Agora o problema (b): as redações deveriam de fato ter sido zeradas? Segundo essa reportagem, que muito bem detalha o processo da correção, não. A fuga do tema é parcial. Se os sujeitos queriam mesmo ter zerado a prova e mostrado que os corretores não leem a prova, deveriam ser escrito apenas a receita de miojo ou apenas o hino do Palmeiras. Do modo como escreveram, o corretor irá avaliar como fuga parcial. Dará a nota mínima para o domínio do tema, para quesitos de coesão e coerência e estruturação do texto. Os corretores partem do princípio que ninguém que participa do processo está ali de brincadeira, portanto avaliam a redação da forma mais séria possível, considerando dificuldades eventuais que as pessoas possuam no trato com a linguagem escrita. O sistema seria falho se o sujeito tivesse escrito apenas a receita do miojo e tivesse tirado nota 700-800 por exemplo, o que mostraria que a nota foi aleatória.

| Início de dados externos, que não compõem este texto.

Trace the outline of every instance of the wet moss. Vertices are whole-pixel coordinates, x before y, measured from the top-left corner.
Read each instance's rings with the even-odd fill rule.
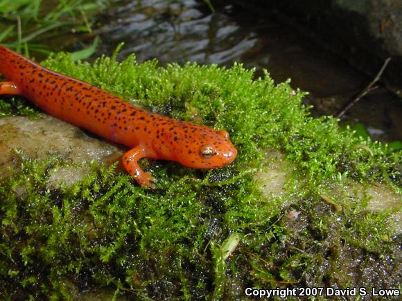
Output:
[[[390,234],[389,212],[331,191],[354,180],[400,192],[401,152],[311,117],[304,93],[268,74],[254,80],[239,64],[161,68],[132,55],[91,65],[58,54],[44,64],[151,111],[225,128],[238,156],[211,171],[144,160],[159,180],[153,190],[94,163],[78,183],[50,189],[49,171],[68,163],[21,158],[21,171],[0,182],[2,299],[69,299],[100,286],[132,299],[241,299],[246,286],[399,283],[401,237]],[[255,175],[272,148],[295,171],[285,194],[270,198]],[[233,235],[240,242],[224,256]]]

Um parêntese: As pessoas não entendem que vestibulares existem apenas porque a demanda é maior do que a oferta. Se nos vestibulares se desse zero para toda redação que apresenta fuga parcial do tema, cursos com concorrência pequena não conseguiriam fechar turmas. O vestibular é essencialmente um processo classificatório. A conclusão do Ensino Médio habilita qualquer um a entrar em um curso universitário. Fazer vestibular para cursos que tem concorrência de 1-1, ou menor que isso é uma perda de tempo e desperdício de dinheiro.

As charges que se produziram, as reações dos jornalistas e opinionados por aí são naturais; procuradores enraivecidos moverão ações contra o MEC. Todos estão no seu direito. Nenhum sistema de correção ou avaliação é 100% seguro, pois existe sempre o elemento humano, imprevisível. Nos escandalizamos com vendas de vagas em vestibulares de medicina. Ninguém falou em punir aqueles que compraram as vagas (gente de poder aquisitivo alto, claro), apenas aqueles que fraudam o processo. Pagar por uma vaga em uma universidade não é fraudar o processo também? Já o erro humano, ou a ingenuidade de algum corretor, que acreditou não ter problema em dar nota máxima para uma redação que apresentasse apenas um ou dois erros de ortografia, é natural e sempre irá acontecer. Nossa tendência natural de generalizações irá concluir que todos os corretores são imbecis e o processo todo de avaliação é uma bosta. Um assassino que saia de um julgamento declarado inocente nos dará a impressão que todo o sistema judiciário é uma piada. Simplesmente esquecemos de todos os outros 99% dos casos em que ele funciona e condena assassinos. O objetivo dos “candidatos” que tentaram mostrar que a avaliação é falha não foi bem sucedido, como tentam mostrar certas reportagens. Na verdade, o que essa pequena experiência nos mostra é justamente o oposto. Que os critérios, por mais que o elemento de subjetividade seja inevitável, foram bem aplicados e as redações foram avaliadas com cuidado.